En souvenir

27 mai 2013 21 h 31 min

Elle l’avait vu partir comme la flamme d’une bougie s’éteint. Elle n’avait pas su dire les mots pour le retenir. Elle sentait désormais le parfum de son absence.

Elle redoutait ce moment depuis des mois. Elle savait qu’elle ne pourrait y déroger. Cela avait été prévu, planifié. Tout comme sa vie l’était. Tout était organisé dans les moindres détails avec soin, consigné dans un carnet ou agenda. Méticuleux, précis, ordonné. Pour ne rien laisser au hasard.

Mais prévoit-on dans nos calendriers les peines de cœurs, les tristesses lourdes, les chagrins déchirants ? Note-t-on à quel point la douleur fera mal, nous pèsera sans que l’on sache pendant combien de temps ?

Il serait si simple de prévoir cela aussi. Savoir quand le vide et le tourbillon des sentiments et des émotions au fond de soi s’arrêtera.

Certains ne s’arrêtent jamais et durent tout la vie.

Elle le savait, elle faisait partie de ceux-là.

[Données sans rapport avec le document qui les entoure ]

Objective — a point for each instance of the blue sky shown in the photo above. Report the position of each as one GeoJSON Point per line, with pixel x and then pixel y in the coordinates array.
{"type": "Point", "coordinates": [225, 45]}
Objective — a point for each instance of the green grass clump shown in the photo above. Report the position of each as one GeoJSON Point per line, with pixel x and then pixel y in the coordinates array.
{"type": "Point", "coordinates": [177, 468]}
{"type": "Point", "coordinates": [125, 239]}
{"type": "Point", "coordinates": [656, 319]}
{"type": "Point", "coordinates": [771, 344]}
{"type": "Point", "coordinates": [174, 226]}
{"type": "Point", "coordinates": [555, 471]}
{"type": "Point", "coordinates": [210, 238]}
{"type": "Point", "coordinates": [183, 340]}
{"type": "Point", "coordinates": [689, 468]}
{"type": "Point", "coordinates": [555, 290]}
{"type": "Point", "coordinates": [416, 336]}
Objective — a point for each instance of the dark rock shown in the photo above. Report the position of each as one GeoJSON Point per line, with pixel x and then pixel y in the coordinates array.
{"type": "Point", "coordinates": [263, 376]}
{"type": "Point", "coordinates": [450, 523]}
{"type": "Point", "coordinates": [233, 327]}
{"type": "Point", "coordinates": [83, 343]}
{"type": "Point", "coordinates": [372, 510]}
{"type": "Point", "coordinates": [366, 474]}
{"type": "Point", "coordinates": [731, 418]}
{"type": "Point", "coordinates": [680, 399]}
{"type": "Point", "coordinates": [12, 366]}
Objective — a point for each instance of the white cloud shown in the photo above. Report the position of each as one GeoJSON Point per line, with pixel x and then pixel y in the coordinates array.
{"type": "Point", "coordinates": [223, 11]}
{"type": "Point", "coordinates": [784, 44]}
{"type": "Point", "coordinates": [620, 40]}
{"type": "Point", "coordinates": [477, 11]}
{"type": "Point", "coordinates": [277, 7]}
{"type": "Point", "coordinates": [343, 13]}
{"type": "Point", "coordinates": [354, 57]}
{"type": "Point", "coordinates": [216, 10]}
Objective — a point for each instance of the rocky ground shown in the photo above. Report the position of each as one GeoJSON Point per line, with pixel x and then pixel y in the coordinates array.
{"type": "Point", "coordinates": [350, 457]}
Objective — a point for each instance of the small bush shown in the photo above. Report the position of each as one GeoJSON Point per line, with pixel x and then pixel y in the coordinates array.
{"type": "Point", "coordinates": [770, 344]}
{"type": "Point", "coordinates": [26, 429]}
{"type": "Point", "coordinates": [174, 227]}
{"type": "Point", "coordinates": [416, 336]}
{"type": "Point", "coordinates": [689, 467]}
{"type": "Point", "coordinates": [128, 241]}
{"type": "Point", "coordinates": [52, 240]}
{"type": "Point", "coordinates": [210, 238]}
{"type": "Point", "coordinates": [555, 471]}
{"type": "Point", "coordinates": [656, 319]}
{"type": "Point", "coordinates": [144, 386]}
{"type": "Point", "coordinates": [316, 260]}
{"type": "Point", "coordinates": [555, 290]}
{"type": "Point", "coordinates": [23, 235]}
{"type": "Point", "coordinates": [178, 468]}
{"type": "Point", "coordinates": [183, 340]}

Un cœur trop tendre, trop aimant simplement, pensait-elle.

Ils s’étaient connus sur les bancs de l’école. Leurs mamans se connaissaient depuis de nombreuses années, elles étaient amies de longue date. Nul doute que leurs enfants respectifs allaient également découvrir ce lien particulier qu’est l’amitié.

Ils s’étaient  tout de suite bien entendu, bien que de caractère différent. Ils se chamaillaient pour tout et rien. Ils se complétaient, d’une certaine manière.

Le temps passant, chacun connut des aventures de son côté. Ils se racontaient tout : les râteaux, les baisers, les câlins, les gifles. Ils n’avaient pas de secrets l’un pour l’autre. Trop proches pour être ensemble et pas assez pour s’aimer. Ils seraient amis pour la vie, voilà tout.

Ils avançaient chacun dans leur vie. Les études, un premier boulot. Et l’opportunité d’avoir une vie meilleure ailleurs. Un peu la chance inouïe, incontournable. Un accord, le départ.

Et les questionnements qui s’installent sans fin : cet éloignement signifie-t-il la fin de leur amitié ? Et d’ailleurs est-ce seulement de l’amitié ?

Le doute, la confusion du ressenti, les nuits sans sommeil à se demander si c’est une bonne chose. On ne peut pas priver une personne que l’on aime de poursuivre dans sa lancée, de trouver sa voie et de s’y plaire. Même si cela nous cause du chagrin. Même si cela signifie la fin de quelque chose.

Car toute fin annonce un commencement. Le départ vers un autre chemin. De nouvelles découvertes. De nouvelles joies. L’avenir est malin mais il ne tient qu’à nous de le surprendre en se montrant fort et serein.

C’est ce qu’elle ressassait depuis toutes ces semaines, alors qu’elle ressentait ce manque. Mais alors qu’elle songeait à lui, elle se souvint d’une de leurs premières brouilles.

Chacun voulant avoir raison sur un sujet qu’ils évoquaient, ils partirent dans des discussions sans fin, voulant se convaincre et s’emmêlant dans leurs pensées.

Au final, chacun était parti de son côté, blessé dans son orgueil et ne se sentant pas respecté. Pourtant, à aucun moment elle n’avait ressenti une rupture dans leur lien d’amitié : au contraire, cela l’avait renforcé. Car leurs différences étaient aussi une richesse.

Revoyant ces images d’un autre temps défiler dans sa tête, elle ne vit pas sa mère l’appelant, l’informant qu’un courrier venait d’arriver à son nom.

Sortant de sa rêverie, elle se précipita vers la lettre dont elle reconnut immédiatement l’écriture : c’était lui.

Il venait s’enquérir de ses nouvelles, lui relatait les siennes, parlait de la distance qui au début l’avait fragilisé. Pourtant il songeait souvent à elle, elle lui manquait bien sûr, mais leur complicité également. Cependant, il concluait sa missive sur une note des plus enthousiastes : il était heureux. Oui, heureux car il avait eu la chance de la connaître, de faire partie de sa vie, et cette dernière s’en était retrouvée embellie. Malgré les kilomètres désormais entre eux, il espérait qu’elle en deviendrait pas un souvenir.

A la lecture de ces mots, diverses émotions traversèrent son visage : la surprise, la joie, la tristesse, la sérénité.  Elle aussi mesurait sa chance de connaître une si belle amitié. Et quoi que puisse lui réserver l’avenir, elle se faisait fort de l’entretenir, comme un jardin, afin que les plus belles fleurs y poussent, quelle que soit la météo.